Hoofdstuk 9

Het was druk bij de Albert Heijn. Het was dan ook leukemensentijd. Mijn Appie werd tussen vijf en zeven standaard bevolkt door studenten, kunstacademietypes en andere hippe figuren. Heel vermakelijk als je de tijd had om ze uitgebreid te bestuderen. Ik haalde mijn portemonnee uit mijn zak. Hoewel mijn financiële situatie er de laatste tijd wel iets op vooruitgegaan was, hield de inhoud nog steeds niet over: vijftien euro. Daar zou ik nog wel even mee toe moeten. Ik besloot een omelet met champignons, uien en paprika te maken. Goed voor de groenteconsumptie en voor de portemonnee. Ik liep naar de eieren en pakte de goedkoopste. “Hé! Jij bent toch Sara?”

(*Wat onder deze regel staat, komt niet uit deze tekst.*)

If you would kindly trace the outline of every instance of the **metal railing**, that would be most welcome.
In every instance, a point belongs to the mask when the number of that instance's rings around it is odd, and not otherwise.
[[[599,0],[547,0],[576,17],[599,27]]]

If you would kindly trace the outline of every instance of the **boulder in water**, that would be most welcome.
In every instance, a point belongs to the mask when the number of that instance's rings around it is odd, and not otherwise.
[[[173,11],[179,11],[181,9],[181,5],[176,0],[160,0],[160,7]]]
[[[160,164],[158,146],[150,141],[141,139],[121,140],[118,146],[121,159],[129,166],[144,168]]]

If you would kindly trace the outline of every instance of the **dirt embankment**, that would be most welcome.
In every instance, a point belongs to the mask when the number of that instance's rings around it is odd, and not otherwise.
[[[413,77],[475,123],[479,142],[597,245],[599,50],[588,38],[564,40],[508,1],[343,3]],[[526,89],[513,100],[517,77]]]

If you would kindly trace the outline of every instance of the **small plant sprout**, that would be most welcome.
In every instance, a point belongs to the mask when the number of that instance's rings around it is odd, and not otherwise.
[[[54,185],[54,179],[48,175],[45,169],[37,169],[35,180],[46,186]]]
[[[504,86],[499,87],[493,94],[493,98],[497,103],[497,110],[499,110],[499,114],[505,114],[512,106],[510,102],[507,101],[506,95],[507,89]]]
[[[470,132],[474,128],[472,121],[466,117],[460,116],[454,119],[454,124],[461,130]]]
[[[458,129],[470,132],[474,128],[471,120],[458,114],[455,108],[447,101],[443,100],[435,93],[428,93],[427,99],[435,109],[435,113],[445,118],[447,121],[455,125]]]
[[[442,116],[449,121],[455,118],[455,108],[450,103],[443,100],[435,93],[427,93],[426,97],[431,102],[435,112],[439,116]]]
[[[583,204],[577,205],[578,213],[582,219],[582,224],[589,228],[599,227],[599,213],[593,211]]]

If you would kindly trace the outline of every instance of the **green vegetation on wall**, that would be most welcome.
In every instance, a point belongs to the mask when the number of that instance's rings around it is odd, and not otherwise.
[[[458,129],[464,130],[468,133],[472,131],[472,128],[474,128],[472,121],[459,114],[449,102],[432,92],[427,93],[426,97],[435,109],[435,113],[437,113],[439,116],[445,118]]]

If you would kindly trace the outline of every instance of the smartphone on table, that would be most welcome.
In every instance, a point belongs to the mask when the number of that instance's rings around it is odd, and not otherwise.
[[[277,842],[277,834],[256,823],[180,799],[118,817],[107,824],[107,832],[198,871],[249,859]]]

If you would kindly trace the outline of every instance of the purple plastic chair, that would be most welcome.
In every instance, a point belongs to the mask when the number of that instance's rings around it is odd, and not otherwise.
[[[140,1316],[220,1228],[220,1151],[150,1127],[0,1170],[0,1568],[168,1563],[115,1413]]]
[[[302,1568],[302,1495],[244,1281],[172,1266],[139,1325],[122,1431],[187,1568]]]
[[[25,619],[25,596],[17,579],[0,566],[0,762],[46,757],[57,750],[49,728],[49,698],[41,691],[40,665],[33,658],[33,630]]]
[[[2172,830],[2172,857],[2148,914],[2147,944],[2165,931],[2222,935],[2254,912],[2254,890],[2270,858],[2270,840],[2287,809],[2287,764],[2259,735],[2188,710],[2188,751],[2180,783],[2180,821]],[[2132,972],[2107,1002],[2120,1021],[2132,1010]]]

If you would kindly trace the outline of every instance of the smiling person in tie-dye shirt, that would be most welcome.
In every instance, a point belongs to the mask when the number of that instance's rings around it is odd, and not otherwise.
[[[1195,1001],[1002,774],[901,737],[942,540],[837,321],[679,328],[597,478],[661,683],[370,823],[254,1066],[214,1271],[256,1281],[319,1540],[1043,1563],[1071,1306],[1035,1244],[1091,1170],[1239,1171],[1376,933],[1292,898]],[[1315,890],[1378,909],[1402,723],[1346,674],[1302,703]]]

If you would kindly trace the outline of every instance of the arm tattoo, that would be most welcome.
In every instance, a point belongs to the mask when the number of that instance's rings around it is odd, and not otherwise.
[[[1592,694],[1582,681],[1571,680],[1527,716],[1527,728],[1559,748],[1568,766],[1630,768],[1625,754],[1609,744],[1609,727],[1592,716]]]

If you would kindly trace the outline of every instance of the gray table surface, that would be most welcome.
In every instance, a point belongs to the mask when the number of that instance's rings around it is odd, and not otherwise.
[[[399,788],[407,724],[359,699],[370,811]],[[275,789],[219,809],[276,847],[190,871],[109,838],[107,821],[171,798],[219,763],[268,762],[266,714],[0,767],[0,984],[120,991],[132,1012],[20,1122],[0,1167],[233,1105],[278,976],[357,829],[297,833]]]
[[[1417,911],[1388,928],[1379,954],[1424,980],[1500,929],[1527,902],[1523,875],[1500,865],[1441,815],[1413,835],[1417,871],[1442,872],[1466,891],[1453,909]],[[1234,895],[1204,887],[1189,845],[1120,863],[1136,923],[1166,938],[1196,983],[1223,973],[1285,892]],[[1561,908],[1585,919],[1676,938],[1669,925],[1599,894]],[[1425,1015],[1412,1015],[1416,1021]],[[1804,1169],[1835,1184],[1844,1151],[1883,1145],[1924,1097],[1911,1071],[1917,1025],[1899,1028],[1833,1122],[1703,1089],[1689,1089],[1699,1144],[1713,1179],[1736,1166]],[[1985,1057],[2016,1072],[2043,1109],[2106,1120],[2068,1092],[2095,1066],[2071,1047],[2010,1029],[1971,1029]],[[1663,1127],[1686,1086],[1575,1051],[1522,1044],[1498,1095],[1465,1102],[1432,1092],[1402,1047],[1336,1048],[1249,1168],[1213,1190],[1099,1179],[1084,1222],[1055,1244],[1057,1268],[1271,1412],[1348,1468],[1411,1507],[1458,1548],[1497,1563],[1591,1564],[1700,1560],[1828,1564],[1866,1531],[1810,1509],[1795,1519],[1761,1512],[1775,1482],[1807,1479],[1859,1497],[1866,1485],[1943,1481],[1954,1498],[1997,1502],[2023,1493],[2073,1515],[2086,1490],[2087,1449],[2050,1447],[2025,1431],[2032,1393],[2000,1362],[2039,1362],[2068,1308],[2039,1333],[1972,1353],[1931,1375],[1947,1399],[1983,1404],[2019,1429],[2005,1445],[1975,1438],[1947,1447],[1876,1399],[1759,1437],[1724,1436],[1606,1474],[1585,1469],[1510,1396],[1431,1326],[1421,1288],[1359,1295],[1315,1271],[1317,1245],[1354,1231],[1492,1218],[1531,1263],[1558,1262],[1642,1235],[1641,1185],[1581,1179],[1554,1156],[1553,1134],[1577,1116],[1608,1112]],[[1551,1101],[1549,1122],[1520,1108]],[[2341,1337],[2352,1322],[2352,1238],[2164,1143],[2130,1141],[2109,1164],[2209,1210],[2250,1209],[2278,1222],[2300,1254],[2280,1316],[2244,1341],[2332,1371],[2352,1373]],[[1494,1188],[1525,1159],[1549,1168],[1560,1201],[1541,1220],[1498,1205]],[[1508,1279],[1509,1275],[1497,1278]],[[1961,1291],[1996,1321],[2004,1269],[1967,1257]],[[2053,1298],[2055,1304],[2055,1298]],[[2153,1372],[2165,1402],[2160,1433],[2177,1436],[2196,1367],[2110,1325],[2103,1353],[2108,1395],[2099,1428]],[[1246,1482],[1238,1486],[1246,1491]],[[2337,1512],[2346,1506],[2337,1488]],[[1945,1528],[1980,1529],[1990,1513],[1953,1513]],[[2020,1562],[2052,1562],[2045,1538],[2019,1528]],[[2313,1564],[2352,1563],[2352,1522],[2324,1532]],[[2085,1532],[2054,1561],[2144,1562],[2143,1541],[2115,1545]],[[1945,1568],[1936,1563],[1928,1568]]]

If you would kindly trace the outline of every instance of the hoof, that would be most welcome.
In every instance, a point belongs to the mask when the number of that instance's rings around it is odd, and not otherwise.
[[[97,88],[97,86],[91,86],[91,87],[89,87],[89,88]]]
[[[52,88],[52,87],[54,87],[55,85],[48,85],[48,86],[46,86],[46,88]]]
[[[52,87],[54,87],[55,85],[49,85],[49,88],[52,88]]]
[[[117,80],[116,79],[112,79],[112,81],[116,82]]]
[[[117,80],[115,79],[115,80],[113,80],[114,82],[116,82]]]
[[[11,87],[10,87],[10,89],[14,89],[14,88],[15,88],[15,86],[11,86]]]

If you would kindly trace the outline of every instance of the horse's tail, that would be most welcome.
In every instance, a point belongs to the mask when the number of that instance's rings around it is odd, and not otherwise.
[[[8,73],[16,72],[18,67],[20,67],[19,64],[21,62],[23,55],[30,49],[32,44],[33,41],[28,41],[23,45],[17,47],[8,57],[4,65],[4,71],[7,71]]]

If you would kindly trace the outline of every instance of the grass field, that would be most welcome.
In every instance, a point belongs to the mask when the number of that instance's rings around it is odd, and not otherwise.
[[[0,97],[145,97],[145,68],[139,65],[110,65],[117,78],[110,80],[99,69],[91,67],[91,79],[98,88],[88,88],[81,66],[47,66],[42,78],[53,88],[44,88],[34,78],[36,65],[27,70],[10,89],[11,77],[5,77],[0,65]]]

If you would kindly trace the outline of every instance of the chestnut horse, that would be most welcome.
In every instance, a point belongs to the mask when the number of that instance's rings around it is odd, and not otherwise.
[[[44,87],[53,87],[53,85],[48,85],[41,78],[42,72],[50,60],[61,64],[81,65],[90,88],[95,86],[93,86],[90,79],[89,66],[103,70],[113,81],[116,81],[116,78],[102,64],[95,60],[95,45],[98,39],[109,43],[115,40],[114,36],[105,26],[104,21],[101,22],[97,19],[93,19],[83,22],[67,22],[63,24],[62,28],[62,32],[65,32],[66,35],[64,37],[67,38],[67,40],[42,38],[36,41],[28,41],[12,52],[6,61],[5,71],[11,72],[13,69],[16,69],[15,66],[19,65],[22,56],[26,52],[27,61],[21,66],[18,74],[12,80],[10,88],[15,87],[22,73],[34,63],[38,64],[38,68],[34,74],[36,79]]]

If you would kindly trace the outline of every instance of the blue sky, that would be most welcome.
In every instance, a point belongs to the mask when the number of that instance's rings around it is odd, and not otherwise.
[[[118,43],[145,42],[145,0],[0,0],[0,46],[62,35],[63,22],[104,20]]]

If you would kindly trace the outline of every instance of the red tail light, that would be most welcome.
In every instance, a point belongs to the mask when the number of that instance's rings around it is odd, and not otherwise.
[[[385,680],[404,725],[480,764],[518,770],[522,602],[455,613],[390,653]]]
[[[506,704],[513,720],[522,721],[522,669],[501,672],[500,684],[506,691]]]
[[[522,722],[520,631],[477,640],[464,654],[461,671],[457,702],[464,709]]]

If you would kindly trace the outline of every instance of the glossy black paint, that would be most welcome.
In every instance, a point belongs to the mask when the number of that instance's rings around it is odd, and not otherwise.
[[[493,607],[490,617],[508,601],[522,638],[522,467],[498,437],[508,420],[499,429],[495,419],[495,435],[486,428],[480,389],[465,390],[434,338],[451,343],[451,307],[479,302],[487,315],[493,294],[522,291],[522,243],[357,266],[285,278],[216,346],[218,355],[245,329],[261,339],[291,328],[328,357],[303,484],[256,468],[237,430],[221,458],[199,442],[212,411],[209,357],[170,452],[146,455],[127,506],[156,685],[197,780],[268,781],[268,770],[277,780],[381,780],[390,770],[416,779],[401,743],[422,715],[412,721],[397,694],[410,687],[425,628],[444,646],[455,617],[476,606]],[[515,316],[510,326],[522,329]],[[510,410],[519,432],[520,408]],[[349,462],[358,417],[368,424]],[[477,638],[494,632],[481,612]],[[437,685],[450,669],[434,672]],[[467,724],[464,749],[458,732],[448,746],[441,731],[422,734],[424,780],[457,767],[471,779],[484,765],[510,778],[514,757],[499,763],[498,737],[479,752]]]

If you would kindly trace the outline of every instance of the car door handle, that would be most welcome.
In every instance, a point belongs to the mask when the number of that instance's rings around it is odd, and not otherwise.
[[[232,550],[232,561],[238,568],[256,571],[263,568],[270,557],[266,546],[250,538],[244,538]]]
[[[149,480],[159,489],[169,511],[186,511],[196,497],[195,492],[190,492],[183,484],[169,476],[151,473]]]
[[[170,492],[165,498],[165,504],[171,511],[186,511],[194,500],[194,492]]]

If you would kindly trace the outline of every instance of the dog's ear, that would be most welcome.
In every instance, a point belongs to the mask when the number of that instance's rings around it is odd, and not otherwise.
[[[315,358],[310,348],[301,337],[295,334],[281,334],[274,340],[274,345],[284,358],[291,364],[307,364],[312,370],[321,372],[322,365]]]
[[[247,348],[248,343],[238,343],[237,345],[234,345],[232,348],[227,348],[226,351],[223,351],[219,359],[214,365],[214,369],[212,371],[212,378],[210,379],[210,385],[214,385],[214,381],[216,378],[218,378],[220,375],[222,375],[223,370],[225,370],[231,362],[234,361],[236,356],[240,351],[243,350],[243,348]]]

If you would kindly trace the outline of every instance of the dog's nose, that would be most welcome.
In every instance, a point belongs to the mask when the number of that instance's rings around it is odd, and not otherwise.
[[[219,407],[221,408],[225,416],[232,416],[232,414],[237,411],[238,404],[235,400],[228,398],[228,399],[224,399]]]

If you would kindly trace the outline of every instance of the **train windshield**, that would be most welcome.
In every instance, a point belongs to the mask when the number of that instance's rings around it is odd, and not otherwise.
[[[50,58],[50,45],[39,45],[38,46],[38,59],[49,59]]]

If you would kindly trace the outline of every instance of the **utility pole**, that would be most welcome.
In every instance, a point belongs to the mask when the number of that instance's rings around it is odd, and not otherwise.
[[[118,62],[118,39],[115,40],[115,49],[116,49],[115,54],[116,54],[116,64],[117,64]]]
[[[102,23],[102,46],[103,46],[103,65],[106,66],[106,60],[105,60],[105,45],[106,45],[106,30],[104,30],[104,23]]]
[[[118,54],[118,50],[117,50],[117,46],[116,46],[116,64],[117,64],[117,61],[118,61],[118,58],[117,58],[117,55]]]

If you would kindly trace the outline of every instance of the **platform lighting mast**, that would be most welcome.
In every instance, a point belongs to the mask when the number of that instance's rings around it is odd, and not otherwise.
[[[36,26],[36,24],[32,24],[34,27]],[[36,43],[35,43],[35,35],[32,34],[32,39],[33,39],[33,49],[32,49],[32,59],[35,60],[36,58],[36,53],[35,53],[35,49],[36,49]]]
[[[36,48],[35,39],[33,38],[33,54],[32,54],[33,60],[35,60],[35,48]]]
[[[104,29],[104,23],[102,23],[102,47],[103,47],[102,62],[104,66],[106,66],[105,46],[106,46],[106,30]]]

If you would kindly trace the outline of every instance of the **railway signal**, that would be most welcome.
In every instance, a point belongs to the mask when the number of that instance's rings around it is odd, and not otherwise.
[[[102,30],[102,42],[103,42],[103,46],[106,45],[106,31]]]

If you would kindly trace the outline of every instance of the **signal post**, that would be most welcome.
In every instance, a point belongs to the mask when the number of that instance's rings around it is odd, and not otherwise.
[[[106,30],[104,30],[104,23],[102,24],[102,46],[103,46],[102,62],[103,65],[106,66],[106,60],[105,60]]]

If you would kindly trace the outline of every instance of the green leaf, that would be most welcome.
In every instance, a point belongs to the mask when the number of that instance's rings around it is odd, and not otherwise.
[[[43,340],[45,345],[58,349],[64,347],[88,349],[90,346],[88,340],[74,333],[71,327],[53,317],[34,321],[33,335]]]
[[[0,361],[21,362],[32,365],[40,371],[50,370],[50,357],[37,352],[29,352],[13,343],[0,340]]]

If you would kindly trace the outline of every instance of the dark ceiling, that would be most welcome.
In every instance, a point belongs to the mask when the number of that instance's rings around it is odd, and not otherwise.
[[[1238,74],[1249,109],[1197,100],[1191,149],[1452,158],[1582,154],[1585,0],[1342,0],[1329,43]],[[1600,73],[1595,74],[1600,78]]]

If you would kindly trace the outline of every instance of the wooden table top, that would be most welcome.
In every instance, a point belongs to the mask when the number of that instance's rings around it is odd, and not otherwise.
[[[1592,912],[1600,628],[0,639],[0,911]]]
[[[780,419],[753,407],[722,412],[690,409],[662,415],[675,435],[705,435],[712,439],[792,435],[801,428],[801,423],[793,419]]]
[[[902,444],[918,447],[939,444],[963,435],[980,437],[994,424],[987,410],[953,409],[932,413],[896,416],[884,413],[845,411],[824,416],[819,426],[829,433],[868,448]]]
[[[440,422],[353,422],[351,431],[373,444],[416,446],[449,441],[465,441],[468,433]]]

Ik draaide me om. De stem kwam me vaag bekend voor, maar ik kon hem niet helemaal thuisbrengen. Ik zag zwart punkhaar en een brede glimlach die een tongpiercing blootlegde. “Hé, GerdavanhetCOC!” Ze lachte. “Woon je hier ook in de buurt?”

“Boven de Dolle Eend.”

“Je meent het! Dan woon ik bij je om de hoek. Ken je dat huis met die paarse deur?”

“Met al die bloemen erop? Ik vraag me al eeuwen af wie daar woont.”

“Dan weet je dat nu. Ben je op de fiets?” Ik schudde mijn hoofd. “Lopend.”

“Ik ook. Moet jij nog veel?”

“Alleen nog wat groenten, dan ben ik klaar.”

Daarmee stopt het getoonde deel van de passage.